A product of ""Old South"" thinking, Talmadge was elected governor of Georgia four times. His significance lay in his total commitment to fighting the liberalization of the southern mind and the quickening demise of the South's traditional culture. He saw Roosevelt's New Deal as the culprit, and he fought desperately against the rise of big government.

""He was,"" says William Anderson, ""the champion of the mythical little man, of the have-nots, the dejected, the mentally awash, the orphans of rural life propelled by the depression to the doorsteps of the city, alone, uncertain, afraid.""

The Wild Man from Sugar Creek is based in large part on interviews with living contemporaries of Talmadge, so that the books' central character comes alive in much the same way that Huey Long does in T. Harry Williams' prize-winning biography of the Louisiana political figure.

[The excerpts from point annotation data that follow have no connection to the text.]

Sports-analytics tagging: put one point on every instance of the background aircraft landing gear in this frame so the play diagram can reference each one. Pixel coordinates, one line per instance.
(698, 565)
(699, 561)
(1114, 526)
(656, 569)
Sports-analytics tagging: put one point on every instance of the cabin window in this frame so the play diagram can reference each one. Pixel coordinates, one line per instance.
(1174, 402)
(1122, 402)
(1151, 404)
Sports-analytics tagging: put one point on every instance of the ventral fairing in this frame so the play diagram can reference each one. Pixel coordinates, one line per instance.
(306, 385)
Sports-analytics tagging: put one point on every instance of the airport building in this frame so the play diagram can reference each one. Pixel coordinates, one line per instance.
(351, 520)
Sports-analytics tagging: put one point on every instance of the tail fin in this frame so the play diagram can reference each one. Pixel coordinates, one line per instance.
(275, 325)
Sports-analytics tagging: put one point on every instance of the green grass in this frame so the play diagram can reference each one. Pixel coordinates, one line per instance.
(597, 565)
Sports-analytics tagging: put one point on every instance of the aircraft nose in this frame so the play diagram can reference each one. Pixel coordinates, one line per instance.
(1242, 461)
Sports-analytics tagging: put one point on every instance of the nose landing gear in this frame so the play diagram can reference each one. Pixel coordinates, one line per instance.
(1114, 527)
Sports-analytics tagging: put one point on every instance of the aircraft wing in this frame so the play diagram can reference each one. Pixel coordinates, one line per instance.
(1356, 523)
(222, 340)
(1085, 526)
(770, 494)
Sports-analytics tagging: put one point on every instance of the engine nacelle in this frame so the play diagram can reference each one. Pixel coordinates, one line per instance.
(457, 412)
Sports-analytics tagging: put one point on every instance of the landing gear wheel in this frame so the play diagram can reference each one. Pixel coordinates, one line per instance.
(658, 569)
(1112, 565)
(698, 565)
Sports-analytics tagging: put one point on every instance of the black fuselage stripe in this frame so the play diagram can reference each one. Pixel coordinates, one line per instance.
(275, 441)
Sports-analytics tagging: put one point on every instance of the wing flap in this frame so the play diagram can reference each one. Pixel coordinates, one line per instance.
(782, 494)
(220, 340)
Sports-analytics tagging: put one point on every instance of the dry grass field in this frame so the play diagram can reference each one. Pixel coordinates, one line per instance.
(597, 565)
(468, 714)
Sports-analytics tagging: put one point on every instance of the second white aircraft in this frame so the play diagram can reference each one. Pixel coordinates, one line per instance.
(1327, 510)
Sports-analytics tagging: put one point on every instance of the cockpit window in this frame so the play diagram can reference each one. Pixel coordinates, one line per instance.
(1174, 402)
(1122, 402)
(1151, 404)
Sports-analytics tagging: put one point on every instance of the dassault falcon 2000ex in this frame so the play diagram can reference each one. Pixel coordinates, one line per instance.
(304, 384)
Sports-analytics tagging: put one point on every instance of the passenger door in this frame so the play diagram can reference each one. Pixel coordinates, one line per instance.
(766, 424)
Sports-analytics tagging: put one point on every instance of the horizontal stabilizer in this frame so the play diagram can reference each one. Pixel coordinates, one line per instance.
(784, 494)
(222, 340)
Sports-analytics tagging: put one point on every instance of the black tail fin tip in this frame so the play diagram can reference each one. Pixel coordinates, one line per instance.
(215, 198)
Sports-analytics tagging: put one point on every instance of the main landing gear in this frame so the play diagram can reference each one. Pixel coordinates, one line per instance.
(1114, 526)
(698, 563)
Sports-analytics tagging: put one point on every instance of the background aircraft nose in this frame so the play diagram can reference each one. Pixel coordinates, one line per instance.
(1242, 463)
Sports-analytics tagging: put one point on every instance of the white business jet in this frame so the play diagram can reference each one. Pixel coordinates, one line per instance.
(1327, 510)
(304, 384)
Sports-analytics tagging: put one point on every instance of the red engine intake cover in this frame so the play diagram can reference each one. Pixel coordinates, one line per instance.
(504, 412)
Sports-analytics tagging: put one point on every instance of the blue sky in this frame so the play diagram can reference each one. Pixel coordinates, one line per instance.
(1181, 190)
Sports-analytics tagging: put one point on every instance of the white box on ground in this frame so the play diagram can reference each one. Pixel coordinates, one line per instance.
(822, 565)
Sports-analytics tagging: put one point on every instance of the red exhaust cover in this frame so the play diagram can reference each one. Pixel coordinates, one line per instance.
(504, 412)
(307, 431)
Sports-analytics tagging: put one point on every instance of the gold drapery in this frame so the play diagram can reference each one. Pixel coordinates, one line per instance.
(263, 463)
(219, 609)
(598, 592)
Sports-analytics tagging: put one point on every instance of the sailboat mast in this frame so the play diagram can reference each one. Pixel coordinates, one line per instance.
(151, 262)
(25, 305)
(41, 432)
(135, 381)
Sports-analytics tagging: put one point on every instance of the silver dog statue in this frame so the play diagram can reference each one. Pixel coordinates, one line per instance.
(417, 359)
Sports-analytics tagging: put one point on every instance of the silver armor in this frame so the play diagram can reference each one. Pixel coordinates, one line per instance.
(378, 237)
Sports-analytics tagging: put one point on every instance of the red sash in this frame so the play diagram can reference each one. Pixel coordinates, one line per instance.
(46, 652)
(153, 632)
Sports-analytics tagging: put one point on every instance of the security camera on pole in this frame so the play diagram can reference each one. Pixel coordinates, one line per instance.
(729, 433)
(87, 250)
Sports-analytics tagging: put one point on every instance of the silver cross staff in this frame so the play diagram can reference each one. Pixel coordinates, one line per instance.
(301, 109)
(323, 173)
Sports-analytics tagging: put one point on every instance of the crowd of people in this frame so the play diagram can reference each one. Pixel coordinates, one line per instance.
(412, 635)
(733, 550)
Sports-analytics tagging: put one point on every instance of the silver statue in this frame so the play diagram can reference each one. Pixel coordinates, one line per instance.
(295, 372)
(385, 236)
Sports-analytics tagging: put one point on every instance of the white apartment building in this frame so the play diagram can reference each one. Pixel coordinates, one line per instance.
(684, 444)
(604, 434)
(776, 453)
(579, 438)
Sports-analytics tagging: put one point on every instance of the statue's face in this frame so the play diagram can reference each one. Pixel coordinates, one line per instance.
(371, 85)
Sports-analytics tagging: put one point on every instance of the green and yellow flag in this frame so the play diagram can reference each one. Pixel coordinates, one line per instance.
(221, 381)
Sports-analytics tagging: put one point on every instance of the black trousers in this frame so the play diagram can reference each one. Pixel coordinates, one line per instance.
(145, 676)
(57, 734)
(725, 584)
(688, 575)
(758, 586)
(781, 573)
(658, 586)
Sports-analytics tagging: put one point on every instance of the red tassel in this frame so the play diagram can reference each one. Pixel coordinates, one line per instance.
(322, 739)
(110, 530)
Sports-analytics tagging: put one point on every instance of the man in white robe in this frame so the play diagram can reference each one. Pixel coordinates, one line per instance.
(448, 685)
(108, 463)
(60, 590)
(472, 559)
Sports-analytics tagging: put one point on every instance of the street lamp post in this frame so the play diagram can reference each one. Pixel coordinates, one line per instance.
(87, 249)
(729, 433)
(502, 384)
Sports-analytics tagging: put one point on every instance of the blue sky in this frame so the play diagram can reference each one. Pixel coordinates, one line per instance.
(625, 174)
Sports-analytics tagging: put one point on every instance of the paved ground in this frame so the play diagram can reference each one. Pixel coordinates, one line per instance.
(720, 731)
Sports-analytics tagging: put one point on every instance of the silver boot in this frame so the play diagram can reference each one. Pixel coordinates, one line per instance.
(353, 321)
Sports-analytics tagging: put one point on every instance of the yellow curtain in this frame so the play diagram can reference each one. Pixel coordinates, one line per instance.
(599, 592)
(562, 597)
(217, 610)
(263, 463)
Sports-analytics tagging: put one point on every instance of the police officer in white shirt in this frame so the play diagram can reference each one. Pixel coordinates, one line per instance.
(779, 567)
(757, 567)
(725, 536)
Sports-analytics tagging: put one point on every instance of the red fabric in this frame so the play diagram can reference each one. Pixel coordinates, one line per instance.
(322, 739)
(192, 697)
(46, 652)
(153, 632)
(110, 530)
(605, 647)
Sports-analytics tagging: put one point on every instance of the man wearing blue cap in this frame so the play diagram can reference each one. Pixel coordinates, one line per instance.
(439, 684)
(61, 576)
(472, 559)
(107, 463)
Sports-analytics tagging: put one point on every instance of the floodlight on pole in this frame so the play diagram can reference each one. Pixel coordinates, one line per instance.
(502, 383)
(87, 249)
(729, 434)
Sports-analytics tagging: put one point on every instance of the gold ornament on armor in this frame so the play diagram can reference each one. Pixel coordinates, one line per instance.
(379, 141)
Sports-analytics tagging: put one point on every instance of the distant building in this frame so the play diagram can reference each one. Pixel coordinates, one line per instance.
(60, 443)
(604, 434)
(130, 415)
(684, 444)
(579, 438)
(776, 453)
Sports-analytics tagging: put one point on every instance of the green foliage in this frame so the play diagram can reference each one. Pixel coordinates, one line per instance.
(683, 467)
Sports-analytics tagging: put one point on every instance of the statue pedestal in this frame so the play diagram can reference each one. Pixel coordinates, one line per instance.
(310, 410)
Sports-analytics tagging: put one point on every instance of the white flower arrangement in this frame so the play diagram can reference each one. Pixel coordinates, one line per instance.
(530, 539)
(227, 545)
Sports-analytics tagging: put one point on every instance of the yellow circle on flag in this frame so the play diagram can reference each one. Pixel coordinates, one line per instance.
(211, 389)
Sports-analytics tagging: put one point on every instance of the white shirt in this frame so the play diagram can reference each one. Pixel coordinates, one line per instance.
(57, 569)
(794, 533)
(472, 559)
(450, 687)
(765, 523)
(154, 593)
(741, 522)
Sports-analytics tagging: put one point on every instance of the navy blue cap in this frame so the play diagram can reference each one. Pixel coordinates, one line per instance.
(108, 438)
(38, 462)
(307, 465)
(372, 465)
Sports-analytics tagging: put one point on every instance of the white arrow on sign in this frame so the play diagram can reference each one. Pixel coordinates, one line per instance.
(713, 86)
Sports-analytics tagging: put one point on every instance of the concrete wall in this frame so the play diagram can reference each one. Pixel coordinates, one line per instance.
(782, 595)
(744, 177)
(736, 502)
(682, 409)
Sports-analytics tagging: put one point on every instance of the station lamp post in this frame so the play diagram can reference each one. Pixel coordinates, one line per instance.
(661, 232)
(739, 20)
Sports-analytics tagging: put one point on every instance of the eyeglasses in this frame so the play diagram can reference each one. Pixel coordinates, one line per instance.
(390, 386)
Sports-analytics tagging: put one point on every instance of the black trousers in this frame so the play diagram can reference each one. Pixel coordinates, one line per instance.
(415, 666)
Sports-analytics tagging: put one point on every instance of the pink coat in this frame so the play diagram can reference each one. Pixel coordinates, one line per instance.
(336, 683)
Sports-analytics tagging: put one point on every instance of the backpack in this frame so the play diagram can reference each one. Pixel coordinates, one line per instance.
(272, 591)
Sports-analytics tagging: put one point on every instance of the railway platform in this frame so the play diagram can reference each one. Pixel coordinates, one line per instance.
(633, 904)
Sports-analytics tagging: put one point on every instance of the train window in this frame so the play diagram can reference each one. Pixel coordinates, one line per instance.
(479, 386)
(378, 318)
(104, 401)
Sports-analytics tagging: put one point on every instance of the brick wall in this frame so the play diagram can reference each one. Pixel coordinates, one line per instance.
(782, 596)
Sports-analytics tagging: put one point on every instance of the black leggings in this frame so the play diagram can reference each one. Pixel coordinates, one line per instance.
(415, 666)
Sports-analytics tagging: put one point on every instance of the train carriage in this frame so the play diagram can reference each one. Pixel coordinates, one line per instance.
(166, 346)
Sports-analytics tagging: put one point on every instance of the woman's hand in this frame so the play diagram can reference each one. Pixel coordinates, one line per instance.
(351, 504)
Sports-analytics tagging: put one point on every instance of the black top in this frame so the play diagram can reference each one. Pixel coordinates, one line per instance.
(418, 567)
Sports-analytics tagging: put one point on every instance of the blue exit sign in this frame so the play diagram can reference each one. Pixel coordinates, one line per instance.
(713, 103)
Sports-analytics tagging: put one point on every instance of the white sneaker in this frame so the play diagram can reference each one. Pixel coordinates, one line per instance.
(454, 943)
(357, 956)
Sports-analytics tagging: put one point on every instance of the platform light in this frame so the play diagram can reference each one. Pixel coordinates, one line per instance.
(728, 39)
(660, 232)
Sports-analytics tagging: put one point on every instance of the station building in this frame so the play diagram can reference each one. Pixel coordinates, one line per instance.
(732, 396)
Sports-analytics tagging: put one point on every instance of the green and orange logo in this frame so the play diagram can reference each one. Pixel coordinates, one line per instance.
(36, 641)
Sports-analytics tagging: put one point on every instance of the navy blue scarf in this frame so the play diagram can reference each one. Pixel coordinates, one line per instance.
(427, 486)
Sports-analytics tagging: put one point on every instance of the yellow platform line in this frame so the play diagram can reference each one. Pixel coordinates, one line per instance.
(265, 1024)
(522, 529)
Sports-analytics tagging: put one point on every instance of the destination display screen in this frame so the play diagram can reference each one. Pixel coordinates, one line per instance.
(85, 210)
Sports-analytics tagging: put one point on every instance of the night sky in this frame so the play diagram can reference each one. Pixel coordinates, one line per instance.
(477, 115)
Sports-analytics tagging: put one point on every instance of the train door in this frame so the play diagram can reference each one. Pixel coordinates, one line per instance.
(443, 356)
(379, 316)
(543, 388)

The first full biography of Talmadge, The Wild Man from Sugar Creek captures the monumental changes in the southern mind during the tumultuous 1930s, and recreates the struggle between a fiercely independent politician and the rush of change in a conservative land.

""The poor dirt farmer ain't got but three friends on this earth: God Almighty, Sears Roebuck and Gene Talmadge."" - Eugene Talmadge
William Anderson is a native of Athens, Georgia. He studied at the University of Georgia, receiving an M.A. degree in journalism in 1969. He is president of an advertising agency in Atlanta.